A week after 5 million telephone customers in Maryland and neighboring states were hit by a nine-hour service breakdown, hundreds of computer sleuths from the C&P; Telephone Co., AT&T;, contractors and manufacturers are still struggling to pinpoint the cause of the failure.
While they search, similar failures continue to occur elsewhere.
The latest was a two-hour collapse that began at 10:15 a.m. yesterday, affecting a million Bell of Pennsylvania customers in Pittsburgh. It was a recurrence of a larger breakdown the day before affecting 1.3 million customers.
Bell Atlantic spokesman Larry Plumb said that in each case, investigators have found minor equipment problems. Each in turn has triggered an "avalanche" of automatic computer maintenance activity that floods critical call-switching equipment, crowding out telephone calls.
The troubles that trigger these events, Plumb said, "are itty-bitty. They occur all the time. They should never . . . result in this avalanche of maintenance messages. But the root cause is still not identified."
Experts are poring through reams of printouts and miles of cryptic computer language messages looking for the problem.
Although there has been much speculation about sabotage and computer "viruses," Plumb said "the prime suspect is not something like a virus. We believe it's some sort of software glitch, an inadequacy in the code somewhere. But we haven't ruled out anything."
Here's some of what investigators have learned so far about last week's Baltimore phone breakdown:
C&P; has found a faulty circuit board in a computer in Baltimore it believes touched off the breakdown. The failure should have been contained by switching to a backup board. Instead, the big call-routing computer -- Signaling System 7 -- began flooding itself with internal maintenance messages.
As designed, the SS7 computer shut itself down, asked its twin FTC to take over. Instead of taking over, however, the twin became overloaded with similar internal messages and it, too, shut down.
The whole machine tied itself up in a knot," Plumb said.
In the space of an hour, the trouble cascaded through four identical computers in Baltimore and Washington serving 5 million customers in Maryland, Virginia , part of West Virginia and the District of Columbia.
WHAT CUSTOMERS HEARD
Some calls went through, some were cut off; others produced "fast" busy signals, and some yielded "dead" lines.
Plumb said calls to phones served by the caller's own local switch point, or central office, went through because they didn't go through the SS7 computers. So a customer calling a neighbor Annapolis got through. People making long-distance calls also got through, because those calls involve no SS7 switching. So a Baltimore customer could reach Washington or California.
But calls to more distant parts of the "Local Access Transport Area" (your toll-free dialing area) ran into a shut-down SS7 computer and disconnected. The trouble compounded as frustrated callers repeated their attempts. The backed-up calls overloaded circuits, and callers began getting "dead" lines, or "fast busy" signals indicating overloaded trunks.
Some lucky customers in the rea -- a few in Washington but most in rural areas -- are not yet linked to the SS7 computers. Their service was unaffected.
Callers improvised. One woman trying to reach her day-care provider found she could call her grandmother longdistance in Canada, then asked her to call the day care center in Maryland. It worked.
HOW WAS IT FIXED?
As soon as the alarms began going off in C&P;'s control center in Baltimore, technicians at computer terminals began trying to rescue the failing SS7s. The system's manufacturer in Texas and AT&T; experts in Philadelphia pitched in via long-distance computer links. Others got on planes for Baltimore.
As the trouble spread, the rescuers decided that rather than struggle to keep the computers working, they would shut them down and restart them, much like personal computer users do when their system "freeze."
But each time they tried to bring them back up, the SS7s would start overloading again with internal messages to each other.
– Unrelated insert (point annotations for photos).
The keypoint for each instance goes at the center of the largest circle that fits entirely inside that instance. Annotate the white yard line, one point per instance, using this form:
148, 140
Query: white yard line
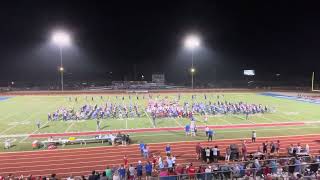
69, 127
226, 121
8, 129
149, 119
180, 125
126, 123
239, 117
22, 140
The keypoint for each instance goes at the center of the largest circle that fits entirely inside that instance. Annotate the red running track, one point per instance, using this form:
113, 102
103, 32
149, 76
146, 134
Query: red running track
82, 161
237, 126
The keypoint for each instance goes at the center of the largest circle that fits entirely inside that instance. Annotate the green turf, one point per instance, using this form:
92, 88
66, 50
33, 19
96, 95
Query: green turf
18, 115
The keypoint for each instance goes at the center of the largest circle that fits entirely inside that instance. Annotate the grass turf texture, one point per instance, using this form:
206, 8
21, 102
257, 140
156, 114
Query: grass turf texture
19, 114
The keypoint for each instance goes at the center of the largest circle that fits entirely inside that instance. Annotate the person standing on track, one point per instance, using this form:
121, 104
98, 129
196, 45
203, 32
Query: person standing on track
254, 136
38, 123
198, 151
207, 130
168, 150
210, 135
98, 124
187, 129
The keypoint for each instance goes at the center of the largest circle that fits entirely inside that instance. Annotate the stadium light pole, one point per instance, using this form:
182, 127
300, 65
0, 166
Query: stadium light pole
192, 42
61, 39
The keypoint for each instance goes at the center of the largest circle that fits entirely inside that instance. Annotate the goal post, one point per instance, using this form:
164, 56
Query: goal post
314, 88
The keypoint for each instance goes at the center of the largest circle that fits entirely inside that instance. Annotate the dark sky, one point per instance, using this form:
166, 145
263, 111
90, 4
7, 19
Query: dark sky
268, 36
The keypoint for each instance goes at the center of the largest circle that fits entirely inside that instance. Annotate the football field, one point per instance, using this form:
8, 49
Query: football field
20, 114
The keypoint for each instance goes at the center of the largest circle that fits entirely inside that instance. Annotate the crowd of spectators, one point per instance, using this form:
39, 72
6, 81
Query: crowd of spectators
265, 164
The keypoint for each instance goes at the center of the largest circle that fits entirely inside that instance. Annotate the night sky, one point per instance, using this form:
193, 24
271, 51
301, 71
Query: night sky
130, 38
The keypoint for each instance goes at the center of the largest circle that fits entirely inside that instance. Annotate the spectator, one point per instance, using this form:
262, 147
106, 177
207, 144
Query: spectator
139, 170
168, 150
131, 172
278, 147
148, 170
298, 149
116, 176
265, 147
208, 172
228, 152
125, 161
53, 177
254, 136
108, 173
174, 160
104, 176
244, 151
210, 135
169, 162
307, 149
69, 178
198, 151
141, 147
160, 163
272, 147
297, 166
146, 151
191, 172
290, 149
215, 153
207, 152
207, 130
122, 172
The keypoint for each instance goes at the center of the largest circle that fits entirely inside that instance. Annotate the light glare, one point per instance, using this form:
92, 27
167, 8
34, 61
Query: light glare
192, 42
61, 38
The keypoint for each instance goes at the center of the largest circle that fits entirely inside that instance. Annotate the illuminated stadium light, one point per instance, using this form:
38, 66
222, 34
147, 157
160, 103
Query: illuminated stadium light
192, 42
61, 39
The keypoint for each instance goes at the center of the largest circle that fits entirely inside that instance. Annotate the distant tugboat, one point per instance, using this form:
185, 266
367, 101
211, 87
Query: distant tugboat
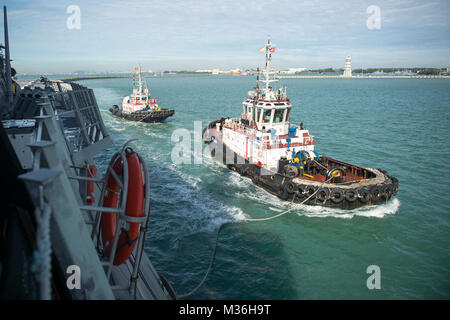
280, 157
140, 106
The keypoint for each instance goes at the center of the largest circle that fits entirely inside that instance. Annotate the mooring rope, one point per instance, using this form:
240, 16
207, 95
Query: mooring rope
213, 254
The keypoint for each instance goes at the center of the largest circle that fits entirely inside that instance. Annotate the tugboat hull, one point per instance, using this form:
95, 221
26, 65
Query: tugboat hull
148, 116
361, 186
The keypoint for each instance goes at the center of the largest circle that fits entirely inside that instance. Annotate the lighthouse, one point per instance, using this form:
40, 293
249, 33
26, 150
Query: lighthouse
348, 67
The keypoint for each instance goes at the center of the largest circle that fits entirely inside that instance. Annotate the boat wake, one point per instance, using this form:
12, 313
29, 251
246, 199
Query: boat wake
378, 211
274, 204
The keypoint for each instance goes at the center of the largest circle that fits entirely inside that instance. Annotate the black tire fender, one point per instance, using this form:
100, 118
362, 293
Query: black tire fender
323, 194
290, 186
376, 193
364, 195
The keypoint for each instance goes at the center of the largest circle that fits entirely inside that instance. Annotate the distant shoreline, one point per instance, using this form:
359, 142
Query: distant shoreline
80, 78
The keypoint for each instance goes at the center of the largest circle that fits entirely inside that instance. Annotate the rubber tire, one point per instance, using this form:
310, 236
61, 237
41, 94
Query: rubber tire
290, 187
376, 193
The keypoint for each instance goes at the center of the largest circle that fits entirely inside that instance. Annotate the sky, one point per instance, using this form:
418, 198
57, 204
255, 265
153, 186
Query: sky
116, 35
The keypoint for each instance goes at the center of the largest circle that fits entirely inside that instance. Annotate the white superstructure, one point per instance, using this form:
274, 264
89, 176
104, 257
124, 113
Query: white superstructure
264, 134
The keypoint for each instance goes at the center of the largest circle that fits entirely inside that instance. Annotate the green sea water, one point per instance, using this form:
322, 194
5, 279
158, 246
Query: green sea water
399, 125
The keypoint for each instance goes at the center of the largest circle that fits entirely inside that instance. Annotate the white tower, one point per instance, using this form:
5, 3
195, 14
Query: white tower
348, 67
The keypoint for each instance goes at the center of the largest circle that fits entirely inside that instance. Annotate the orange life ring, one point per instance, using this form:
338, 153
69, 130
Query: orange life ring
91, 172
134, 208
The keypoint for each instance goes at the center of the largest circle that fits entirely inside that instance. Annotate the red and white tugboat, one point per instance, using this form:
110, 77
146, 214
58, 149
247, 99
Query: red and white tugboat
140, 106
280, 156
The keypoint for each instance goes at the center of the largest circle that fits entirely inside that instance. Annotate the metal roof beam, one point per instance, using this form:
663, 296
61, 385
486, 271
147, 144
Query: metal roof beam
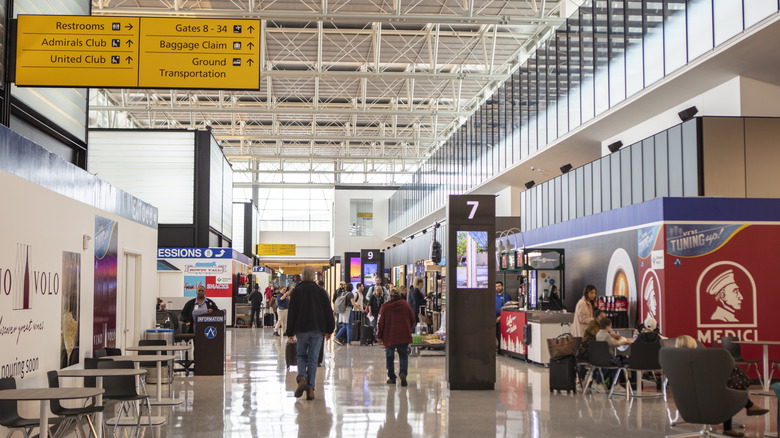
338, 17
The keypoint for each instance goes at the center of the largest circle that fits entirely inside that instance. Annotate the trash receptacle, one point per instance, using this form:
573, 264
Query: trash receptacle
167, 336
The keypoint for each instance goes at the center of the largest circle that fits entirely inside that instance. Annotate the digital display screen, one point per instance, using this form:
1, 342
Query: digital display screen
354, 271
472, 260
369, 272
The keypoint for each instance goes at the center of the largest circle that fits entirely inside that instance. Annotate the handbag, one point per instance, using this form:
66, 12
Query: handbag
738, 379
561, 346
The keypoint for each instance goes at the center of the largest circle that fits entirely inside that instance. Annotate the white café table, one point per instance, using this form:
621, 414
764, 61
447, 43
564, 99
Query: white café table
765, 362
44, 395
98, 374
159, 358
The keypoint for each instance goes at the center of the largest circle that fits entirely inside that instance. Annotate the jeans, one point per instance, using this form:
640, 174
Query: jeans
255, 317
348, 327
403, 358
308, 352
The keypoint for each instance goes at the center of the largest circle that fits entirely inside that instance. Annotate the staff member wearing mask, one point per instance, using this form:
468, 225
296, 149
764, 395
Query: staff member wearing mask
200, 305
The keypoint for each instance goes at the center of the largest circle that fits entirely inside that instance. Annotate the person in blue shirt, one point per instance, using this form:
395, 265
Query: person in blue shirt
501, 299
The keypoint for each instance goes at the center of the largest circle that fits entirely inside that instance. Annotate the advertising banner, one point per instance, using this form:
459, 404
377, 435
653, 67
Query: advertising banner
650, 252
723, 282
104, 322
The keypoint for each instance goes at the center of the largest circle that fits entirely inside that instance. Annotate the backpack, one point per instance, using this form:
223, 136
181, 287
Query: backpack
341, 303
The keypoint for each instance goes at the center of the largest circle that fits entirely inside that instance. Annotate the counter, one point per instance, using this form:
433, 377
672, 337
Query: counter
543, 326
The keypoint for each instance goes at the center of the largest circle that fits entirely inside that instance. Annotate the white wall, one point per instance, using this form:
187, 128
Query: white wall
342, 241
722, 100
508, 202
50, 223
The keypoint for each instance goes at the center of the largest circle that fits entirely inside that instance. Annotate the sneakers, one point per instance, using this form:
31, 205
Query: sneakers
756, 411
301, 387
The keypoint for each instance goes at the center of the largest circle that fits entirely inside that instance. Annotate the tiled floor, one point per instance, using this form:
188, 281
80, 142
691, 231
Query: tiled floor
254, 399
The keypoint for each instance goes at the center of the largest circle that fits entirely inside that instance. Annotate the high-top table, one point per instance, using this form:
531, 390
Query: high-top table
44, 395
159, 358
159, 349
98, 374
765, 362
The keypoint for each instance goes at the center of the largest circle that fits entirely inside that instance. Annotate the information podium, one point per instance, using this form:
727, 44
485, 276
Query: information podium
210, 344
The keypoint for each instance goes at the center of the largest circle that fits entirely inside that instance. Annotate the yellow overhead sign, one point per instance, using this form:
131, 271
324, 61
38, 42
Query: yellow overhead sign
266, 249
200, 53
77, 51
86, 51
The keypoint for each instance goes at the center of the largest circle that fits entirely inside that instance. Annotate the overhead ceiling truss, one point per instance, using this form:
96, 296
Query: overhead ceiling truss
375, 82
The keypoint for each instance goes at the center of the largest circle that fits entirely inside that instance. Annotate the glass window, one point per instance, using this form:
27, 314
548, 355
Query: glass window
541, 90
575, 71
757, 10
587, 103
727, 17
634, 65
562, 70
596, 176
699, 27
675, 161
617, 49
690, 159
601, 33
648, 169
675, 36
653, 41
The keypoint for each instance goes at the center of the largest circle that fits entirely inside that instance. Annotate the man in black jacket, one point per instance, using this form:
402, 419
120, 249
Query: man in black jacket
309, 319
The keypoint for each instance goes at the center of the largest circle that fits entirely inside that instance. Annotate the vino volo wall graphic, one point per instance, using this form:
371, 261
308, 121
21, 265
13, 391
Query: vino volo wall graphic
104, 322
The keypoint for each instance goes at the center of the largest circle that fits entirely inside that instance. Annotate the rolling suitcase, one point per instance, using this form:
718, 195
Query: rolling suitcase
563, 374
366, 332
356, 324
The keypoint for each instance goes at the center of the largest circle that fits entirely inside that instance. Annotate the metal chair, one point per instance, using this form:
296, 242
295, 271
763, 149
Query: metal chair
698, 379
736, 353
600, 359
644, 358
9, 414
123, 389
70, 415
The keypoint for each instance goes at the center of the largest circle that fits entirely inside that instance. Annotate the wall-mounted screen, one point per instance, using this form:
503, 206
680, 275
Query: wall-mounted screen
369, 272
472, 261
354, 271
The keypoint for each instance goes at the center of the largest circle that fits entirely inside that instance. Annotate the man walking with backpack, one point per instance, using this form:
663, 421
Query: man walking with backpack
344, 304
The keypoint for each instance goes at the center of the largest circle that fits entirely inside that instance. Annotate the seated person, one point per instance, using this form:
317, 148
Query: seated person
649, 332
606, 335
737, 375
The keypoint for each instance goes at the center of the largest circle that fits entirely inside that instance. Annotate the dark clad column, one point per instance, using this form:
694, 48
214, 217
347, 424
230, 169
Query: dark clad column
471, 315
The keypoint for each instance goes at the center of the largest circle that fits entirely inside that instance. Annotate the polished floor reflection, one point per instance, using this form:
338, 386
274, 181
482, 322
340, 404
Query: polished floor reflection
254, 399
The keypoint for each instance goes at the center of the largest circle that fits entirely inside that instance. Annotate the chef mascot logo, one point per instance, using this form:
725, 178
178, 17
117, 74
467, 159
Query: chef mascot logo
726, 296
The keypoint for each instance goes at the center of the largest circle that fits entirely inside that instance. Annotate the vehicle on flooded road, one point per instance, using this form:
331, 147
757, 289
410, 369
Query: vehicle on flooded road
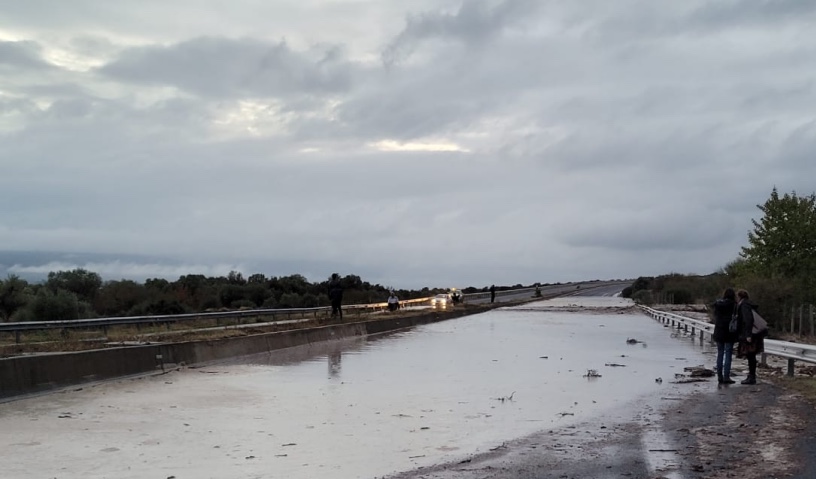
442, 301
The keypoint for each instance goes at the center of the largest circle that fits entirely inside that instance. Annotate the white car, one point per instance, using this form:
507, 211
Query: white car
442, 301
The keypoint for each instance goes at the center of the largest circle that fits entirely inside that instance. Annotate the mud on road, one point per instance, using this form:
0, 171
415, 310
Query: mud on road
746, 432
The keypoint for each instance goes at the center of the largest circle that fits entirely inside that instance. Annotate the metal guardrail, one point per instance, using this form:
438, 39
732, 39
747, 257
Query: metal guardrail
784, 349
104, 323
285, 313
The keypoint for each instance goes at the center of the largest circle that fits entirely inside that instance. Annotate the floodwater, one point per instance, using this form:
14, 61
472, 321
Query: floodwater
358, 408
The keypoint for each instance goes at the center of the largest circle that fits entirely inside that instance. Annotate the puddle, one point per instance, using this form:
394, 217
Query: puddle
355, 408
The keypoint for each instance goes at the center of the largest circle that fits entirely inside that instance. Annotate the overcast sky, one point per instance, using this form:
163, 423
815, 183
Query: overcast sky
430, 142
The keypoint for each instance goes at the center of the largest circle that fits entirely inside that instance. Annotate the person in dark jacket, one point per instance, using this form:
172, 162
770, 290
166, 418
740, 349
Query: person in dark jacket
725, 339
750, 344
336, 295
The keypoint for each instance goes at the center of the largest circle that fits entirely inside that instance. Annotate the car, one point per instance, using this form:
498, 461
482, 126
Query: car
442, 301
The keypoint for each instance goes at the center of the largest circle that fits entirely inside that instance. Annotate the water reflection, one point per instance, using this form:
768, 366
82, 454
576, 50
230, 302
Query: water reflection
335, 358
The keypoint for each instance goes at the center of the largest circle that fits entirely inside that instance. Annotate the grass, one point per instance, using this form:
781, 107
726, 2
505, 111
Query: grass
806, 386
193, 330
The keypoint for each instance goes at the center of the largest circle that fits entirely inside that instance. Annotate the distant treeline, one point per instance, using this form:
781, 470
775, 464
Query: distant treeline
777, 268
79, 293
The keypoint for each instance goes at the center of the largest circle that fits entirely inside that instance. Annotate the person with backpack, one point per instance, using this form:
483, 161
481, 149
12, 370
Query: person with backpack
336, 295
723, 335
751, 343
393, 302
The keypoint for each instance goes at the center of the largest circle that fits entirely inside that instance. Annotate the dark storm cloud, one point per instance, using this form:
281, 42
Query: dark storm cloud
22, 54
473, 23
221, 67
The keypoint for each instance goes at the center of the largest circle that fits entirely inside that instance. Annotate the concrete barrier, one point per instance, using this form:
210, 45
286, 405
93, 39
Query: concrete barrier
43, 372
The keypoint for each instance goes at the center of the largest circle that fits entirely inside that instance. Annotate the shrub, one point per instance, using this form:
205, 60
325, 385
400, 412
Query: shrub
643, 297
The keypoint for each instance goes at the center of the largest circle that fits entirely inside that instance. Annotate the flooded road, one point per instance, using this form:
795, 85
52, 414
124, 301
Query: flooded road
362, 408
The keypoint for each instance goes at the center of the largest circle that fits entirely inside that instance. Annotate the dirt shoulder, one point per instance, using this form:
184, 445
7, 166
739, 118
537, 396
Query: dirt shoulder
748, 432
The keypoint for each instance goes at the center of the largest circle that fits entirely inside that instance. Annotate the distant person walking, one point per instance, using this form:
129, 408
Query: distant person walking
393, 302
336, 296
724, 309
750, 344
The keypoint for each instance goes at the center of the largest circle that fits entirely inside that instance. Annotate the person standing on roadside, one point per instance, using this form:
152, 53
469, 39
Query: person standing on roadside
336, 296
724, 309
750, 344
393, 302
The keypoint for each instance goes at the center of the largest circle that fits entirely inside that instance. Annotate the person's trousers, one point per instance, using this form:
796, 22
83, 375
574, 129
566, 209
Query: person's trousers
724, 354
751, 364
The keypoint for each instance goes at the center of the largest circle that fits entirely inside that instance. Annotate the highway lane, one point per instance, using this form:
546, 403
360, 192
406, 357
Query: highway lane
441, 393
606, 290
572, 289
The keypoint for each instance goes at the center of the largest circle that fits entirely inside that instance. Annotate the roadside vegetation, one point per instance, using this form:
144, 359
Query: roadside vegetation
777, 267
79, 293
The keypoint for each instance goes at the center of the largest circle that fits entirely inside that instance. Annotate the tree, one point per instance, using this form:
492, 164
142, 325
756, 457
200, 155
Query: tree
83, 283
49, 306
783, 241
119, 297
14, 294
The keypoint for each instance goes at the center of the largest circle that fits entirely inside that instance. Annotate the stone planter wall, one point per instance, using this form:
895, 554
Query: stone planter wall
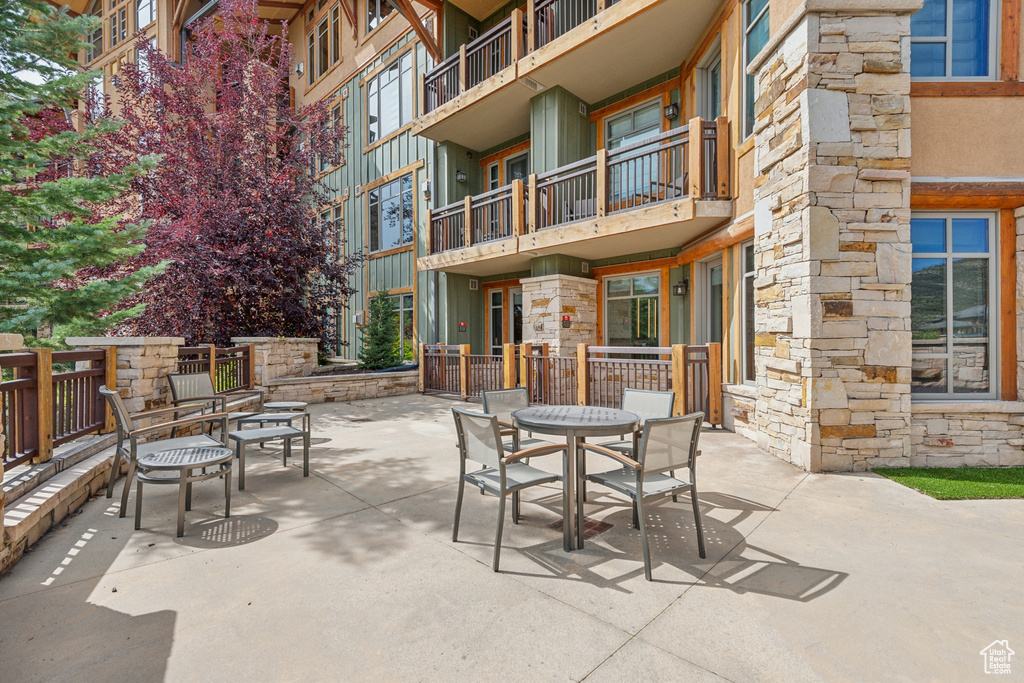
331, 388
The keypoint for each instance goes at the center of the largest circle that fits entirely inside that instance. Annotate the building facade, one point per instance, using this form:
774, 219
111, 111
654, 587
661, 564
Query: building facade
829, 188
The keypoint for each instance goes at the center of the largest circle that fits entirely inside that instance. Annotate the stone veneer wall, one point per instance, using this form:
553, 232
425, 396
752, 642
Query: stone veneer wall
281, 356
331, 388
832, 230
546, 299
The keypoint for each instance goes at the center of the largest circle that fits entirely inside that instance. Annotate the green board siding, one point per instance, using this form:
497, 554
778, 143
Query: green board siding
396, 270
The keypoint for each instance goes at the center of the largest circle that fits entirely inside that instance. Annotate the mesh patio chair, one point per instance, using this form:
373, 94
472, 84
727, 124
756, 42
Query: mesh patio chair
198, 388
130, 437
646, 404
480, 441
666, 444
502, 403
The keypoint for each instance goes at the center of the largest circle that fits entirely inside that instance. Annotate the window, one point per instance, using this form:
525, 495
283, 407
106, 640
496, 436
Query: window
323, 41
750, 272
952, 39
377, 11
755, 37
389, 98
391, 214
404, 309
95, 39
145, 13
632, 310
952, 295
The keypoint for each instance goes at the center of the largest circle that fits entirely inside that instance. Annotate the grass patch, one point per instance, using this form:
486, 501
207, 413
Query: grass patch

Finally, Plumb said, the operators shut off that function and gradually the computer restarted.
Affected phone companies have installed new instructions to control the explosion of computer messages that have followed minor failures.
Meanwhile, hundreds of analysts from C&P;, AT&T;, Bellcore (the research arm of Bell Atlantic) and Digital Switch Communications (SS7's manufacturer) continue to pore over reams of computer printouts looking for a programming error, a "virus" or anything else that might explain the outages. They are also in touch with teams investigating the outages since June 26 in California and Pittsburgh.
They are picking through the SS7's own reports on its actions last week, looking for "decision points" at which computer considered options and made the wrong choices.
Government regulators, meanwhile, have begun to examine whether the industry's adoption of the SS7 technology has left consumers vulnerable to costly system-wide failures.
Phone companies nationwide began installing SS7s in 1986 in an effort to improve call-switching efficiency, and to expand line capacity to allow such services as Caller ID and Call Waiting.
C&P; has apologized for any "inconvenience" due to the breakdown, and has canceled the $1.55 surcharge normally added to customer phone bills for calls made with operator assistance. The cancellation applies only to calls made during the outage on June 26.